L'ormai certo biopic sulla vita John McAfee non ha ancora un finale degno delle sale cinematografiche, ma le grane con la giustizia del fondatore della nota azienda produttrice di antivirus daranno certamente un ottimo materiale agli sceneggiatori. Dopo l'arresto in Guatemala al termine di oltre tre settimane di latitanza, ieri McAfee è stato estradato negli Stati Uniti, suo paese di origine.

Tra Guatemala e Belize, dove il 67enne è ricercato per essere interrogato in relazione all'omicidio del suo vicino di casa, non esiste un trattato di estradizione, mentre l'accordo c'è tra Belize e Stati Uniti. Questo significa che se l'autorità beliziane decidessero di formulare delle accuse contro McAfee e ne chiedessero l'estradizione, il pioniere degli antivirus potrebbe essere rispedito in Belize.

Al momento McAfee è soltanto considerato una persona di interesse e le autorità locali hanno più volte ribadito di non avere elementi a suo carico né di avere alcuna intenzione di arrestarlo. Il suo vicino di casa, l'americano Gregory Faull, è stato ucciso poche ore dopo aver discusso con lui e le indagini non hanno portato a nulla. E' lecito, quindi, voler sentire la versione dei fatti di McAfee, che invece teme di essere sbattuto in carcere e di morire dietro le sbarre.

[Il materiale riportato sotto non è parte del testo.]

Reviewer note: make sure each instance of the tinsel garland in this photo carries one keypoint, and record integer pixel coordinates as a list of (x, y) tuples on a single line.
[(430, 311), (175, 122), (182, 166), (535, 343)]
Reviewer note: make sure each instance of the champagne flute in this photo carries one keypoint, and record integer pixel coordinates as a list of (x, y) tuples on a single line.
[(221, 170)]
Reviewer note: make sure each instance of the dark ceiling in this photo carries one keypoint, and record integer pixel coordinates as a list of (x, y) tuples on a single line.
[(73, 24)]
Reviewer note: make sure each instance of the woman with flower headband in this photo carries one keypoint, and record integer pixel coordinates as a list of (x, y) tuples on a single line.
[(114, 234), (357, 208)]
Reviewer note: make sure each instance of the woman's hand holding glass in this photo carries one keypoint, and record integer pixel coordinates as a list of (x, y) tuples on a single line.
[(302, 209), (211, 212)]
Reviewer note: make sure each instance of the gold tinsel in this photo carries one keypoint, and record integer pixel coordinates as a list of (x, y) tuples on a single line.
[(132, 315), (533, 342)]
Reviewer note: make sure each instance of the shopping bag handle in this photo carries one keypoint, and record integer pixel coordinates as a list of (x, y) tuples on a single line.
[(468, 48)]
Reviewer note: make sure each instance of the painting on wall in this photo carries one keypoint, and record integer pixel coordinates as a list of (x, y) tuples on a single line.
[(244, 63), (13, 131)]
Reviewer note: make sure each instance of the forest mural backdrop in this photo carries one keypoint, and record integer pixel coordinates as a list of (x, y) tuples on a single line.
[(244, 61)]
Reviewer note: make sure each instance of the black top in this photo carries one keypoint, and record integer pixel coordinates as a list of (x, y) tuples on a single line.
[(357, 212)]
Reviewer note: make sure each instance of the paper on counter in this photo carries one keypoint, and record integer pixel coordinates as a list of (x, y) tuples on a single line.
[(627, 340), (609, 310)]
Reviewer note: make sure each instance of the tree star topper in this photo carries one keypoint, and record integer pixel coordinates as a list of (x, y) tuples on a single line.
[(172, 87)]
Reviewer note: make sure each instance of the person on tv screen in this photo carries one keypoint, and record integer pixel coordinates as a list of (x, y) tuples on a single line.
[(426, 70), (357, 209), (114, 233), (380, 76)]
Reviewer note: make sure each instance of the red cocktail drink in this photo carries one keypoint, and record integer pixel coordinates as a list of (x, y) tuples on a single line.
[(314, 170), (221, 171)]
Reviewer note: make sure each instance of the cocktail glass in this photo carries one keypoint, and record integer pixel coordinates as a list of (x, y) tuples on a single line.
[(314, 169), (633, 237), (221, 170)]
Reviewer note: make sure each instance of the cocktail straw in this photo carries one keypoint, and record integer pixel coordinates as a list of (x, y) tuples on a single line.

Il 67enne ha più volte denunciato la corruzione delle autorità del Belize e una presunta cospirazione contro di lui, mentre in tutta risposta le autorità hanno messo in dubbio la sua sanità mentale e il Presidente beliziano l'ha addirittura definito "fuori di testa". Per ora, però, McAfee non ha nulla da temere e può concentrarsi sui progetti che lo riguardano da vicino. Oltre al biopic, infatti, si starebbe già parlando di una graphic novel sulla sua vita firmata dall'amico Chad Essley e di un documentario animato a lui dedicato.